Initially until 30th April 2022
INSIDE IR35 - Client open to daily rates.
- Please note that good knowledge of Python, Google Cloud Platform and building GUIs (dashboards) is required
- Experience working with complex metadata would greatly benefit the project.
- Develop a codebase for collating information regarding multiple projects running in GitHub, SharePoint and others
- Build a workflow and dashboards according to the user requirements around regular reporting
- Test, maintain, improve the codebase iteratively during development
- Helping with installation, configuration, and development of a dedicated instance of a processing environment within Google Cloud Platform
- Help capture user requirements in the form of user stories and deliverable backlog tasks
- Interact with GitHub REST API to obtain authorised metadata
- Apply SQL (BigQuery/BigTable) and Python for processing GitHub metadata
- Provide a dashboard with either DataStudio, PowerBI or other suitable platforms
- Use Terraform to enable infrastructure as code
- Iterative development following a tailored agile approach
- Regular reporting to the project team and on-demand to the Delivery Team
- Deliver well tested and dependable code
- Deliver clear code documentation
- Deliver a system that can be handed over and maintained
- Deliver production quality processing pipeline
- Investigate issues and anomalies in the GitHub data
- Recommendations/Measures to improve security of data and code as required
- Deliver version controlled, well documented, clean, maintainable code
- Support platform users and engage with stakeholders
This project aims to deliver an improvement upon a prototype system, where initial user requirements have been implemented and further ones explored. The skills required align with the needs of the project so the candidate will be expected to demonstrate these skills.

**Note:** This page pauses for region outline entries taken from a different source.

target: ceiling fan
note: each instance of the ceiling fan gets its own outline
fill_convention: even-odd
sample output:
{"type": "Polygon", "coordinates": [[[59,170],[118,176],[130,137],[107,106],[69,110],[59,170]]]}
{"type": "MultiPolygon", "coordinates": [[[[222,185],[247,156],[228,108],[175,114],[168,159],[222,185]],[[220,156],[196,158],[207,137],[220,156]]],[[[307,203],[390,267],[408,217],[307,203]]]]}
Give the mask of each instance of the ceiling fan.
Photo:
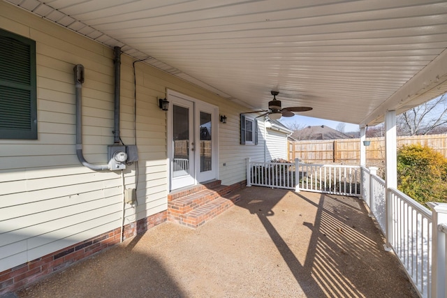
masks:
{"type": "Polygon", "coordinates": [[[291,117],[295,116],[293,112],[307,112],[312,110],[309,107],[290,107],[282,108],[281,107],[281,100],[277,100],[277,95],[279,94],[277,91],[271,91],[270,93],[273,96],[273,100],[268,102],[268,110],[257,111],[257,112],[247,112],[242,114],[249,113],[258,113],[260,112],[265,112],[258,117],[268,115],[268,117],[272,120],[277,120],[281,117],[291,117]]]}

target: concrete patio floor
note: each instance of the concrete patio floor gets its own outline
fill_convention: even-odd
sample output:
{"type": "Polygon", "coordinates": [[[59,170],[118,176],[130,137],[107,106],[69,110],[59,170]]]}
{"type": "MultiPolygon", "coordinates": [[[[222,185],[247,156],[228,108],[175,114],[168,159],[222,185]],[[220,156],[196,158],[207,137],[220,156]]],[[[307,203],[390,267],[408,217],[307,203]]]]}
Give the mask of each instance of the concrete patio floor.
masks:
{"type": "Polygon", "coordinates": [[[261,187],[196,230],[166,223],[19,297],[417,297],[356,198],[261,187]]]}

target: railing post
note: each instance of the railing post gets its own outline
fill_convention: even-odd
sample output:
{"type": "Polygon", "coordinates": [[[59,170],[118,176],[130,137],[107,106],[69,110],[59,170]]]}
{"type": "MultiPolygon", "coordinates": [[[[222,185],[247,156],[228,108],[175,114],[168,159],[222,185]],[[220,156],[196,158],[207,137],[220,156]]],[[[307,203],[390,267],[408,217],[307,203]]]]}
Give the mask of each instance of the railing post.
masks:
{"type": "Polygon", "coordinates": [[[250,158],[245,158],[247,161],[247,186],[251,186],[251,171],[250,167],[250,158]]]}
{"type": "Polygon", "coordinates": [[[300,158],[295,158],[295,191],[300,192],[300,158]]]}
{"type": "Polygon", "coordinates": [[[374,180],[372,179],[372,176],[377,175],[377,170],[379,168],[376,167],[369,167],[369,214],[368,216],[369,217],[373,217],[374,216],[373,209],[374,208],[374,180]]]}
{"type": "Polygon", "coordinates": [[[446,233],[439,228],[441,223],[447,223],[447,204],[429,202],[427,204],[432,209],[432,293],[429,297],[445,297],[446,233]]]}

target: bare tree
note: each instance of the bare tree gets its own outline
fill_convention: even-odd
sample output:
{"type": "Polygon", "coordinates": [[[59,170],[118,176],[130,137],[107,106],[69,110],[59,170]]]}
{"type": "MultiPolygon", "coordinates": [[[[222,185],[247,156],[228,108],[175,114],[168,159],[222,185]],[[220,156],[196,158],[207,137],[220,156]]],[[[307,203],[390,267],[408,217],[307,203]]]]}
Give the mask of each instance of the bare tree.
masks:
{"type": "Polygon", "coordinates": [[[399,135],[427,135],[447,124],[447,94],[418,105],[397,117],[399,135]]]}
{"type": "Polygon", "coordinates": [[[340,133],[344,133],[344,129],[346,128],[346,124],[343,122],[340,122],[338,124],[337,124],[337,130],[340,133]]]}

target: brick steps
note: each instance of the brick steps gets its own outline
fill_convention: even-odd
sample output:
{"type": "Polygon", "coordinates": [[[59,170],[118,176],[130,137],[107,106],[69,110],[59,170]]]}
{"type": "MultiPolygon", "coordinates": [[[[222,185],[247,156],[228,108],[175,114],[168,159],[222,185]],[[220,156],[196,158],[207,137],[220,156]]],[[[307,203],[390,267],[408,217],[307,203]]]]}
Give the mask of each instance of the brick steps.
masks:
{"type": "Polygon", "coordinates": [[[239,200],[240,195],[230,195],[233,190],[234,187],[220,185],[220,181],[217,180],[170,193],[168,200],[168,221],[198,228],[239,200]]]}

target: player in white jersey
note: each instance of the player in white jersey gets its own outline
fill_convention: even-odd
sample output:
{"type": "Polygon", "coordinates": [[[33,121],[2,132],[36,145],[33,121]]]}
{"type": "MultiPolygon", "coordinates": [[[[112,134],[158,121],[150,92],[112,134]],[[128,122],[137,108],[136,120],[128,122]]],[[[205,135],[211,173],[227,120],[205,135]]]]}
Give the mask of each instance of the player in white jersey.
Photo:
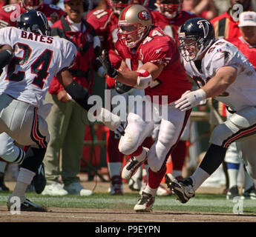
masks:
{"type": "Polygon", "coordinates": [[[171,174],[166,184],[183,202],[194,196],[196,190],[220,166],[227,147],[241,141],[246,168],[256,178],[256,72],[238,49],[225,41],[215,39],[211,24],[195,18],[185,22],[179,33],[180,50],[186,73],[201,87],[186,91],[177,100],[176,107],[189,110],[207,98],[214,97],[229,108],[232,115],[213,130],[211,145],[194,173],[183,181],[171,174]]]}
{"type": "MultiPolygon", "coordinates": [[[[9,197],[7,207],[10,210],[13,203],[16,202],[16,207],[21,210],[45,211],[45,207],[24,196],[27,185],[42,162],[49,141],[47,123],[38,113],[39,103],[56,75],[79,105],[87,110],[92,105],[88,104],[88,93],[73,80],[68,70],[76,56],[75,45],[64,39],[49,36],[47,19],[39,11],[23,13],[18,27],[20,29],[0,30],[0,69],[3,69],[0,78],[0,133],[6,133],[19,144],[30,148],[23,161],[19,162],[22,163],[17,183],[9,197]],[[19,207],[17,203],[20,203],[19,207]]],[[[111,116],[105,112],[100,108],[96,118],[111,116]]],[[[111,121],[105,124],[113,129],[111,121]]]]}

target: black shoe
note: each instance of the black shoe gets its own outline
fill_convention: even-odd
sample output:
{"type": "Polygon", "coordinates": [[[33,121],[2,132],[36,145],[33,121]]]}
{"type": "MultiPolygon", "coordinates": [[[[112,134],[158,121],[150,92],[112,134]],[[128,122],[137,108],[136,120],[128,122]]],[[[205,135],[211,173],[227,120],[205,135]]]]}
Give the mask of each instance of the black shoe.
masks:
{"type": "Polygon", "coordinates": [[[150,213],[152,211],[154,199],[155,198],[152,195],[142,192],[142,195],[134,206],[134,210],[137,213],[150,213]]]}
{"type": "Polygon", "coordinates": [[[233,199],[235,197],[239,197],[238,187],[237,185],[232,186],[226,194],[226,198],[229,200],[233,199]]]}
{"type": "Polygon", "coordinates": [[[36,170],[31,184],[33,184],[36,193],[40,194],[44,190],[46,185],[44,163],[42,163],[39,168],[36,170]]]}
{"type": "Polygon", "coordinates": [[[0,174],[0,191],[9,191],[9,188],[4,184],[4,173],[0,174]]]}
{"type": "MultiPolygon", "coordinates": [[[[8,210],[10,210],[10,207],[13,205],[13,203],[7,202],[7,207],[8,210]]],[[[47,212],[47,208],[40,206],[39,204],[37,204],[36,203],[33,203],[30,201],[28,199],[26,199],[24,201],[23,201],[21,204],[20,207],[21,211],[25,211],[25,212],[47,212]]]]}

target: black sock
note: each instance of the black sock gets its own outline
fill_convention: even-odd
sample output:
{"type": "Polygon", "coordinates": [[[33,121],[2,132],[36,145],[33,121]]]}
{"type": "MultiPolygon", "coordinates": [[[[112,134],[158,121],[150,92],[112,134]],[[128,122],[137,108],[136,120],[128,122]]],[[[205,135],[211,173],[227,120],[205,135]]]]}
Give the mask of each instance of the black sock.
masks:
{"type": "Polygon", "coordinates": [[[25,158],[21,167],[36,173],[44,159],[45,152],[46,148],[35,148],[30,147],[26,153],[25,158]]]}
{"type": "Polygon", "coordinates": [[[211,144],[199,167],[211,176],[224,160],[226,150],[227,148],[211,144]]]}

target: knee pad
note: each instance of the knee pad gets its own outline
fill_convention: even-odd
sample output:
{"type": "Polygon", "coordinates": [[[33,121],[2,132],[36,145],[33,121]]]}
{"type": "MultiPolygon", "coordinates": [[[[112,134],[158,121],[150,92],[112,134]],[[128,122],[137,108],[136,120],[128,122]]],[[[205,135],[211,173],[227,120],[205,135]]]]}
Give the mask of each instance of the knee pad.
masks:
{"type": "Polygon", "coordinates": [[[20,164],[25,153],[14,144],[14,140],[5,133],[0,134],[0,157],[8,162],[20,164]]]}
{"type": "Polygon", "coordinates": [[[238,131],[238,130],[231,121],[226,121],[214,129],[209,142],[220,147],[224,147],[225,141],[238,131]]]}
{"type": "Polygon", "coordinates": [[[138,148],[138,138],[136,138],[132,134],[127,133],[120,138],[118,149],[119,152],[125,155],[131,155],[138,148]]]}
{"type": "Polygon", "coordinates": [[[153,172],[159,172],[161,170],[168,151],[169,149],[160,141],[151,147],[148,154],[148,164],[153,172]]]}
{"type": "Polygon", "coordinates": [[[46,148],[30,147],[21,167],[36,173],[44,159],[45,152],[46,148]]]}

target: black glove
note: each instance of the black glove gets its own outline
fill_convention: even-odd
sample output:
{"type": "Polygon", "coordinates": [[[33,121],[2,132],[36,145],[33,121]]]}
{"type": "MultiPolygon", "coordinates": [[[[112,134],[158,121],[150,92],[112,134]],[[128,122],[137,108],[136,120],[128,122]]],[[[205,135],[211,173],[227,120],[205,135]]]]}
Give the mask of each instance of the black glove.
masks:
{"type": "Polygon", "coordinates": [[[132,87],[128,86],[120,81],[116,81],[115,89],[119,94],[125,93],[125,92],[129,91],[131,88],[132,87]]]}
{"type": "Polygon", "coordinates": [[[102,54],[99,57],[102,64],[103,68],[106,73],[111,78],[114,79],[117,76],[116,70],[112,67],[111,63],[109,60],[108,53],[106,50],[102,51],[102,54]]]}

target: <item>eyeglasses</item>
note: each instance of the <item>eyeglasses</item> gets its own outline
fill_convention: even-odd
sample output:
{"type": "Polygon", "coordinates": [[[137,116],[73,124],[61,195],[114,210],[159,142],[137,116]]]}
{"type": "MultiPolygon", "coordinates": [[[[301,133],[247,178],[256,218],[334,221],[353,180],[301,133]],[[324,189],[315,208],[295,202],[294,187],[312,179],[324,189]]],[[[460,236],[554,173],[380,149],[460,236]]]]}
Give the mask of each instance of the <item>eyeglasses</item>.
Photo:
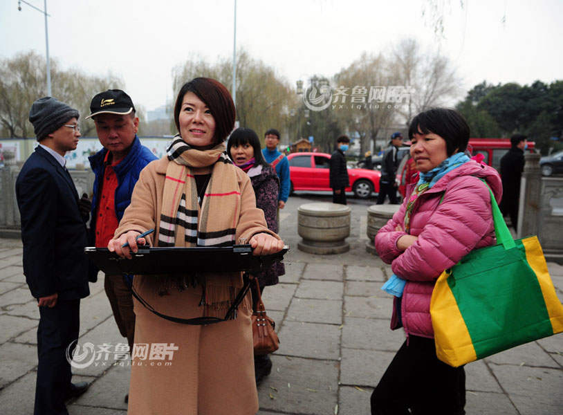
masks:
{"type": "Polygon", "coordinates": [[[80,126],[77,124],[73,124],[72,125],[63,125],[63,127],[68,127],[68,128],[71,128],[74,130],[74,132],[78,131],[80,132],[80,126]]]}

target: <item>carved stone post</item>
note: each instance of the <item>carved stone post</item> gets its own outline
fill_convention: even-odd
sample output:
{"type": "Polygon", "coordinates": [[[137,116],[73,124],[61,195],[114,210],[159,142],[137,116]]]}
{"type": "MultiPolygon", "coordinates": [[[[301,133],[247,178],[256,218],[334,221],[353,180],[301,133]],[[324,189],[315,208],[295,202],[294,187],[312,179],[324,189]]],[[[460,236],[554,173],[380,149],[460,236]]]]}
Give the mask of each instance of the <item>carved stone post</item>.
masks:
{"type": "Polygon", "coordinates": [[[542,175],[539,172],[540,154],[526,153],[526,164],[520,182],[517,238],[539,233],[542,175]]]}

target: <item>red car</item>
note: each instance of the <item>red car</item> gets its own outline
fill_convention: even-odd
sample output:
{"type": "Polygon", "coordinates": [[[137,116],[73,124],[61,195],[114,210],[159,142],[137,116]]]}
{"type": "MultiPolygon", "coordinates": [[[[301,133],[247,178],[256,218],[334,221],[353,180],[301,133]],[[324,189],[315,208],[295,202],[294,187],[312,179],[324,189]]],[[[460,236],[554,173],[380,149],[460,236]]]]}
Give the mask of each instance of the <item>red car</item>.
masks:
{"type": "MultiPolygon", "coordinates": [[[[331,155],[326,153],[292,153],[288,156],[291,176],[290,192],[293,190],[325,190],[332,192],[329,173],[331,155]]],[[[366,169],[348,169],[350,178],[347,192],[353,192],[356,197],[367,199],[379,192],[379,172],[366,169]]]]}

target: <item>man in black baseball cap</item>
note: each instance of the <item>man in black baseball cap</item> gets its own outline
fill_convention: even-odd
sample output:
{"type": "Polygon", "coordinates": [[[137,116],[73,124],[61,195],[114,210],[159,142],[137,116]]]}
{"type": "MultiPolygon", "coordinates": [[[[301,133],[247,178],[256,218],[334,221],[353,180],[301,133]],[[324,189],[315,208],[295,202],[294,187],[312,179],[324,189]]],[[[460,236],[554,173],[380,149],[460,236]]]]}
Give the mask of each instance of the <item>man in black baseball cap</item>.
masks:
{"type": "MultiPolygon", "coordinates": [[[[92,196],[90,243],[106,248],[131,203],[142,168],[156,157],[137,136],[139,118],[131,97],[120,89],[96,95],[90,104],[96,133],[104,148],[89,158],[95,175],[92,196]]],[[[104,288],[120,333],[133,343],[135,314],[129,287],[121,275],[106,275],[104,288]]],[[[126,401],[127,401],[126,396],[126,401]]]]}

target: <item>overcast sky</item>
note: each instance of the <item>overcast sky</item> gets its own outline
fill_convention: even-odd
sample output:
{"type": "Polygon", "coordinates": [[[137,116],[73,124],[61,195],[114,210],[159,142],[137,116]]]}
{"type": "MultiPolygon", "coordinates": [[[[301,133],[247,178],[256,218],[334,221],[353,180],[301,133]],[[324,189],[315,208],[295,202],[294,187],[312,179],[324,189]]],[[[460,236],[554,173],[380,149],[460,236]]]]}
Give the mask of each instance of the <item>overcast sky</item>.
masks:
{"type": "MultiPolygon", "coordinates": [[[[28,0],[43,9],[44,0],[28,0]]],[[[428,19],[429,0],[238,0],[237,44],[298,79],[332,77],[363,52],[388,52],[403,39],[439,46],[469,90],[486,80],[530,84],[563,79],[561,0],[435,0],[444,5],[444,38],[428,19]]],[[[175,98],[172,68],[197,54],[232,57],[234,0],[47,0],[49,54],[124,82],[147,111],[175,98]]],[[[45,55],[42,13],[0,0],[0,57],[45,55]]],[[[230,89],[230,85],[228,85],[230,89]]],[[[463,97],[460,97],[463,98],[463,97]]]]}

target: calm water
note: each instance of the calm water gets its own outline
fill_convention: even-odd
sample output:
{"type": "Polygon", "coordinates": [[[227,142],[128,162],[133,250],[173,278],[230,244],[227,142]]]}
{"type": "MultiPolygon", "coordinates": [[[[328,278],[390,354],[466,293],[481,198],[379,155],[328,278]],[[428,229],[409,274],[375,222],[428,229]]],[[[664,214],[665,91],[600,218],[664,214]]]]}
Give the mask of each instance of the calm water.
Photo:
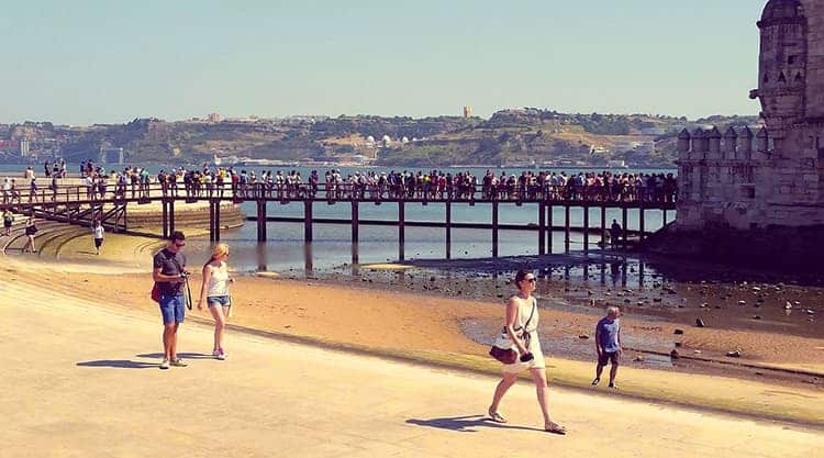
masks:
{"type": "MultiPolygon", "coordinates": [[[[122,166],[118,166],[121,168],[122,166]]],[[[151,171],[156,172],[159,169],[169,169],[170,166],[149,166],[151,171]]],[[[0,166],[0,175],[22,174],[25,166],[0,166]]],[[[42,171],[42,166],[34,167],[36,172],[42,171]]],[[[76,172],[77,165],[69,165],[69,172],[76,172]]],[[[252,169],[252,168],[247,168],[252,169]]],[[[254,168],[259,174],[263,170],[278,168],[265,167],[254,168]]],[[[301,176],[308,177],[312,168],[305,167],[283,167],[282,170],[299,170],[301,176]]],[[[321,175],[325,171],[323,168],[316,168],[321,175]]],[[[396,168],[401,169],[401,168],[396,168]]],[[[342,168],[345,175],[354,174],[356,168],[342,168]]],[[[383,171],[389,169],[368,169],[383,171]]],[[[409,168],[412,170],[412,168],[409,168]]],[[[416,169],[415,169],[416,170],[416,169]]],[[[444,168],[445,171],[453,174],[466,171],[466,168],[444,168]]],[[[470,168],[476,175],[486,172],[486,168],[470,168]]],[[[593,171],[583,169],[548,169],[556,172],[567,171],[568,174],[578,171],[593,171]]],[[[493,169],[498,175],[501,171],[508,174],[517,172],[520,169],[493,169]]],[[[537,169],[533,171],[537,172],[537,169]]],[[[624,170],[620,170],[624,171],[624,170]]],[[[676,170],[631,170],[628,172],[675,172],[676,170]]],[[[245,203],[242,209],[247,215],[255,214],[255,205],[245,203]]],[[[315,217],[334,217],[349,219],[350,206],[347,203],[337,203],[329,205],[325,202],[316,202],[313,206],[315,217]]],[[[392,221],[398,219],[398,205],[385,202],[381,205],[361,203],[359,206],[361,220],[385,220],[392,221]]],[[[600,210],[590,209],[590,225],[600,224],[600,210]]],[[[555,225],[564,224],[564,209],[555,208],[553,212],[553,222],[555,225]]],[[[281,205],[277,202],[269,203],[267,208],[269,216],[303,216],[303,204],[291,203],[281,205]]],[[[421,204],[407,203],[407,221],[432,221],[443,222],[445,215],[444,204],[430,203],[424,206],[421,204]]],[[[537,223],[538,210],[536,204],[524,203],[523,206],[514,204],[499,205],[499,221],[509,224],[537,223]]],[[[608,225],[613,219],[621,222],[620,210],[608,210],[608,225]]],[[[453,204],[453,221],[456,223],[491,223],[491,205],[478,203],[475,206],[469,204],[453,204]]],[[[675,212],[668,212],[667,221],[675,219],[675,212]]],[[[570,212],[572,226],[583,225],[582,209],[574,209],[570,212]]],[[[314,225],[314,242],[307,247],[303,243],[303,224],[302,223],[268,223],[267,235],[269,241],[266,244],[258,244],[257,228],[255,222],[247,222],[243,227],[237,230],[223,231],[221,238],[231,245],[232,265],[238,270],[274,270],[286,271],[290,269],[300,270],[310,267],[314,270],[326,270],[339,267],[344,264],[352,262],[352,234],[350,226],[346,225],[314,225]]],[[[645,221],[647,231],[655,231],[662,225],[662,212],[647,211],[645,221]]],[[[638,228],[638,211],[628,212],[628,228],[638,228]]],[[[464,230],[453,228],[452,257],[460,258],[485,258],[492,255],[492,234],[488,230],[464,230]]],[[[405,259],[442,259],[446,257],[445,230],[432,227],[407,227],[405,228],[405,259]]],[[[359,244],[357,246],[359,261],[368,262],[387,262],[394,261],[399,258],[398,246],[398,227],[391,226],[360,226],[359,244]]],[[[600,241],[600,234],[594,231],[590,235],[590,247],[595,248],[595,243],[600,241]]],[[[572,233],[570,235],[570,252],[583,249],[583,234],[572,233]]],[[[189,253],[193,260],[200,257],[207,257],[209,252],[208,241],[190,241],[189,253]]],[[[553,234],[552,249],[554,253],[563,253],[565,249],[564,232],[553,234]]],[[[528,231],[500,231],[499,232],[499,256],[520,256],[537,254],[537,232],[528,231]]]]}

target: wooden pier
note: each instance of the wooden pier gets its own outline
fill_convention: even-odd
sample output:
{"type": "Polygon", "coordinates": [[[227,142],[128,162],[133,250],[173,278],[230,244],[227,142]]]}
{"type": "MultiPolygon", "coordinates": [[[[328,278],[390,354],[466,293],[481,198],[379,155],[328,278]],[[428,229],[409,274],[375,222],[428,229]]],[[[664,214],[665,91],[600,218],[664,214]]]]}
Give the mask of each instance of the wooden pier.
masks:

- Data engineering - such as the design of algorithms, implementation of cloud-hosted solutions, multi-core/distributed processing, SQL and datalike systems, statistical analysis languages and tooling
- Software engineering - software installation and distribution, algorithm and implementation optimisation, design for maintainability (SOLID), Continuous Integration/Continuous Delivery, implementation of user interfaces, user requirements capture and the software lifecycle
- Data management/curation - such as the manipulation and analysis of complex, high-volume and high-dimensionality data, distributed processing, relational and non-relational databases, cloud storage and data management, interoperability and standardisation for data, metadata management
- Storytelling and data visualisation - including the visualisation of insights drawn from data and the building of data driven products
- SyOPs and GitHub training will be mandatory before access can be given to collaboration tools
- A portfolio of open-source projects and contributions
- Any other tools, techniques or programming languages, e.g. Apache Spark, Docker, Kubernetes, Bash
- Data analytics - such as supervised and unsupervised machine learning, natural language processing, geospatial analysis, econometrics and regression, microdata, and causal inference
- SC clearance
Some travel to Campus/Government locations will be required as and when restrictions allow.